Wie ausgeprägt die Kritik an Röhrs Trauerrede zumindest in Weimar war, wird zunächst durch ein briefliches Zeugnis deutlich: Als Goethes engster Freund, Carl Friedrich Zelter in Berlin, durch Friedrich von Müller ein gedrucktes Exemplar der öffentlichen "Trauerworte" erhalten hatte und sich diesem gegenüber offenbar anerkennend darüber äußerte (der Brief ist nicht erhalten), antwortete ihm der Adressat am 14. April 1832: Sie glauben nicht, wie wohlthuend mir Ihre Ansicht über die Röhrische Rede war, die ich gegen so viele Angriffe schon im ähnlichen Sinn vertheidigte. Es ist aber auf der andern Seite schön, daß unser Publikum auch nicht den kleinsten Makel, wie ihn doch freilich jene Rede am Schlusse exegesieren läßt, an Goethe haften lassen will und deshalb den Priesterton zu hoch angestimmt fand.[21]

Zelter las daraufhin die Trauerrede noch einmal und schrieb Müller darüber am 21. April 1832 - drei Wochen vor dem eigenen Tod: Nach meinem unmaßgeblichen Dafürhalten darf der erste Diener der Kirche des Landes bey Ausübung seines Amtes gar wohl so reden; denn sein Gott geht über alles Ansehn: so steht's geschrieben. Wäre ich berufen, dieser Rede einen Vorwurf zu machen, so fänd' ich sie kaum geistlich genug; ja, ich wäre in Gefahr, über den Text des Körperlichen und Sittlichen der Zeitlichkeit eine Predigt zu halten, daß die Leidtragenden nicht gewußt hätten, wer gemeint sey.[22]

Von den vielen Angriffen, die Müller im Zusammenhang mit der Trauerrede erwähnt, werden ihm die meisten im mündlichen Umgang in Weimar zugetragen worden sein. Einige sind jedoch überliefert. Goethes enger Vertrauter Riemer schrieb an Müller am 27. März 1832, dass er die Rede leider nicht ganz verstanden habe, da er zu entfernt und im Gedränge drin gestanden habe. Auch war mir der näselnde und dann wieder heulende Sprech-Ton nicht nach dem Herzen. Das Priesterliche aber habe ich wohl bemerkt und mitempfunden. Am meisten sprach mich an, was er mit Goethens Worten beynahe anführte, daß die Tugenden uns angehören, den Individuen; die Fehler aber, der gesammten Menschheit.[23]

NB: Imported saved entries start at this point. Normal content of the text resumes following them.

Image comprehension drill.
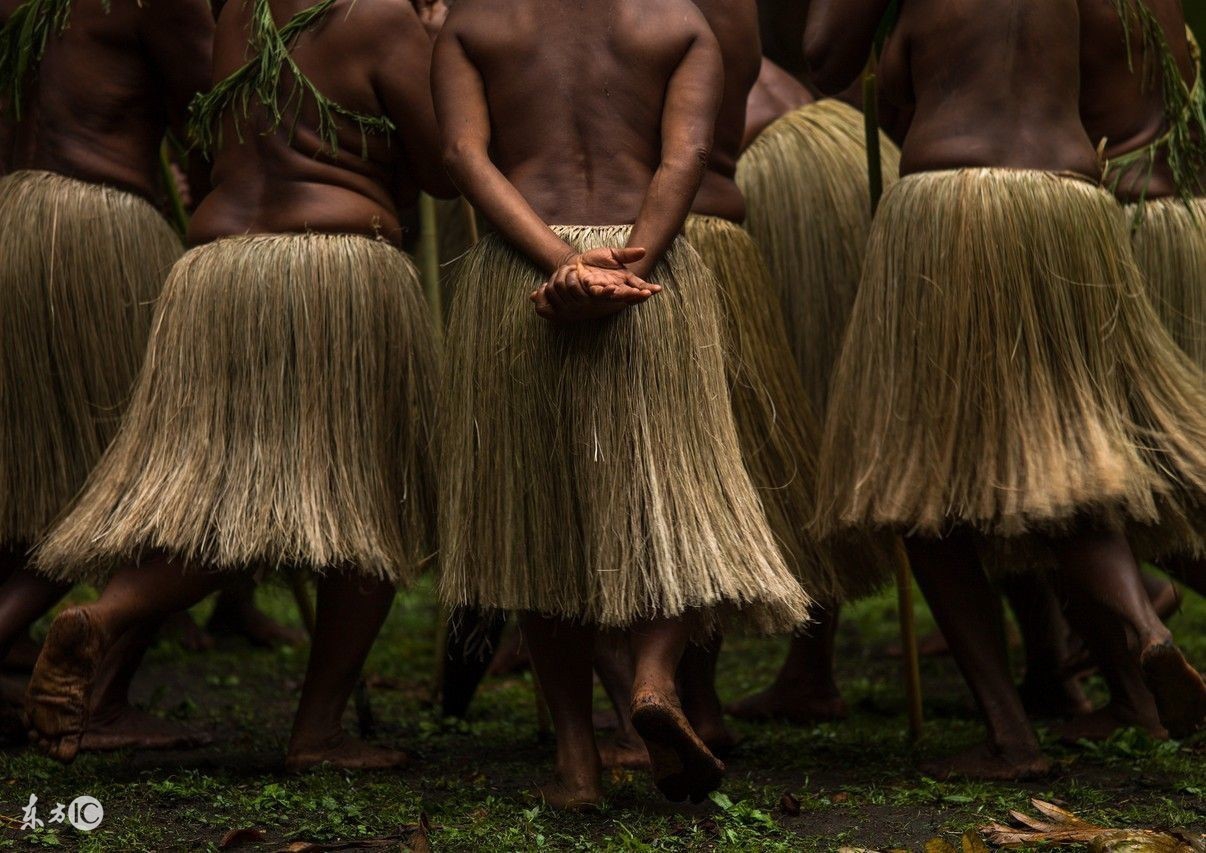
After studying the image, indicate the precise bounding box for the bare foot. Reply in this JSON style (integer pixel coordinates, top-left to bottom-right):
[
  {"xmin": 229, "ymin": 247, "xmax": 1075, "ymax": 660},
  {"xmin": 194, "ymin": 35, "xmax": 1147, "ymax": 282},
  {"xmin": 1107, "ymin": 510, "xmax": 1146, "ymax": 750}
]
[
  {"xmin": 1018, "ymin": 676, "xmax": 1093, "ymax": 719},
  {"xmin": 598, "ymin": 734, "xmax": 651, "ymax": 770},
  {"xmin": 1140, "ymin": 641, "xmax": 1206, "ymax": 738},
  {"xmin": 24, "ymin": 608, "xmax": 109, "ymax": 763},
  {"xmin": 726, "ymin": 683, "xmax": 847, "ymax": 726},
  {"xmin": 80, "ymin": 706, "xmax": 213, "ymax": 752},
  {"xmin": 1053, "ymin": 704, "xmax": 1167, "ymax": 743},
  {"xmin": 2, "ymin": 633, "xmax": 42, "ymax": 672},
  {"xmin": 162, "ymin": 610, "xmax": 215, "ymax": 653},
  {"xmin": 285, "ymin": 731, "xmax": 410, "ymax": 772},
  {"xmin": 920, "ymin": 743, "xmax": 1051, "ymax": 781},
  {"xmin": 208, "ymin": 599, "xmax": 306, "ymax": 648},
  {"xmin": 631, "ymin": 688, "xmax": 724, "ymax": 803},
  {"xmin": 531, "ymin": 774, "xmax": 604, "ymax": 811}
]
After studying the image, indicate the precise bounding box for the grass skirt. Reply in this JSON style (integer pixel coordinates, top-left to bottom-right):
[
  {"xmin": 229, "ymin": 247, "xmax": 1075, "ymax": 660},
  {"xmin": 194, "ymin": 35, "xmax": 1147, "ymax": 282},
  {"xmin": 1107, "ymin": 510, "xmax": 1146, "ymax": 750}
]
[
  {"xmin": 816, "ymin": 169, "xmax": 1206, "ymax": 556},
  {"xmin": 735, "ymin": 100, "xmax": 901, "ymax": 412},
  {"xmin": 36, "ymin": 234, "xmax": 438, "ymax": 583},
  {"xmin": 438, "ymin": 228, "xmax": 811, "ymax": 633},
  {"xmin": 1127, "ymin": 197, "xmax": 1205, "ymax": 368},
  {"xmin": 682, "ymin": 215, "xmax": 855, "ymax": 600},
  {"xmin": 0, "ymin": 170, "xmax": 181, "ymax": 546}
]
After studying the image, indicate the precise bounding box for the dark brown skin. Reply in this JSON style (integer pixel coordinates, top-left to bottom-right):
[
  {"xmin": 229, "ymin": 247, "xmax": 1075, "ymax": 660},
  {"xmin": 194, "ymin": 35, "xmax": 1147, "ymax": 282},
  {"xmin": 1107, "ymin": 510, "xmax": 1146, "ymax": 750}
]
[
  {"xmin": 1079, "ymin": 0, "xmax": 1201, "ymax": 201},
  {"xmin": 189, "ymin": 0, "xmax": 455, "ymax": 248},
  {"xmin": 743, "ymin": 57, "xmax": 814, "ymax": 150},
  {"xmin": 803, "ymin": 0, "xmax": 1206, "ymax": 777},
  {"xmin": 0, "ymin": 0, "xmax": 213, "ymax": 202},
  {"xmin": 434, "ymin": 0, "xmax": 722, "ymax": 322},
  {"xmin": 433, "ymin": 0, "xmax": 725, "ymax": 806},
  {"xmin": 806, "ymin": 0, "xmax": 1101, "ymax": 180},
  {"xmin": 690, "ymin": 0, "xmax": 762, "ymax": 222}
]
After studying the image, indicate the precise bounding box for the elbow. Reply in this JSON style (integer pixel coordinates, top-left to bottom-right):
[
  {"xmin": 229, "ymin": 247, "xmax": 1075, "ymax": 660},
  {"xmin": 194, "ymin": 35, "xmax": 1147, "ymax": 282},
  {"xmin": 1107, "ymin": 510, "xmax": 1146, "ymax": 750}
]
[
  {"xmin": 661, "ymin": 144, "xmax": 712, "ymax": 179},
  {"xmin": 802, "ymin": 30, "xmax": 860, "ymax": 95},
  {"xmin": 441, "ymin": 135, "xmax": 483, "ymax": 182}
]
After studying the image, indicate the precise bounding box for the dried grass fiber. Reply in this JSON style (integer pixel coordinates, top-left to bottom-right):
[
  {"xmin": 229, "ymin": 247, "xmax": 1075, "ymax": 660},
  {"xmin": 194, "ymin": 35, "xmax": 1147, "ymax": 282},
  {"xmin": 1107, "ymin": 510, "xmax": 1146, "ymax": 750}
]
[
  {"xmin": 0, "ymin": 170, "xmax": 180, "ymax": 546},
  {"xmin": 735, "ymin": 99, "xmax": 901, "ymax": 412},
  {"xmin": 36, "ymin": 233, "xmax": 437, "ymax": 583},
  {"xmin": 816, "ymin": 169, "xmax": 1206, "ymax": 553},
  {"xmin": 1127, "ymin": 196, "xmax": 1205, "ymax": 368},
  {"xmin": 438, "ymin": 227, "xmax": 811, "ymax": 633}
]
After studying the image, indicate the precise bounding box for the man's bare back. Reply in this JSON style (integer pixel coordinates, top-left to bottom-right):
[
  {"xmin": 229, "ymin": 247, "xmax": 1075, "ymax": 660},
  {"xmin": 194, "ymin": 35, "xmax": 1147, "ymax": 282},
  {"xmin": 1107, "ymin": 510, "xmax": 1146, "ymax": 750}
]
[
  {"xmin": 0, "ymin": 0, "xmax": 211, "ymax": 200},
  {"xmin": 690, "ymin": 0, "xmax": 761, "ymax": 221},
  {"xmin": 436, "ymin": 0, "xmax": 716, "ymax": 230},
  {"xmin": 807, "ymin": 0, "xmax": 1100, "ymax": 179},
  {"xmin": 189, "ymin": 0, "xmax": 451, "ymax": 247},
  {"xmin": 1080, "ymin": 0, "xmax": 1202, "ymax": 200}
]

Am 5. April 1832 schrieb Müller an den Leipziger Musikkritiker und Schriftsteller Johann Friedrich Rochlitz: Wie Röhrs Trauer-Rede Ihnen zusagen wird, bin ich höchst begierig zu vernehmen. Ich will mein Urtheil zurückhalten, prüfen Sie sie streng, aber unbefangen. Übrigens war Röhr stets bey Göthe sehr in Gunsten und schien auch seiner seits stets sehr ihm zugethan. Er glaubte als Priester gerade so sprechen zu müssen, um Übelwollende nieder zu halten. Ob er den richtigen Tact hielt, das ist die Frage. Ich dächte ich hätte Ihnen diese - hier häufig getadelte Rede schon gesendet?[24]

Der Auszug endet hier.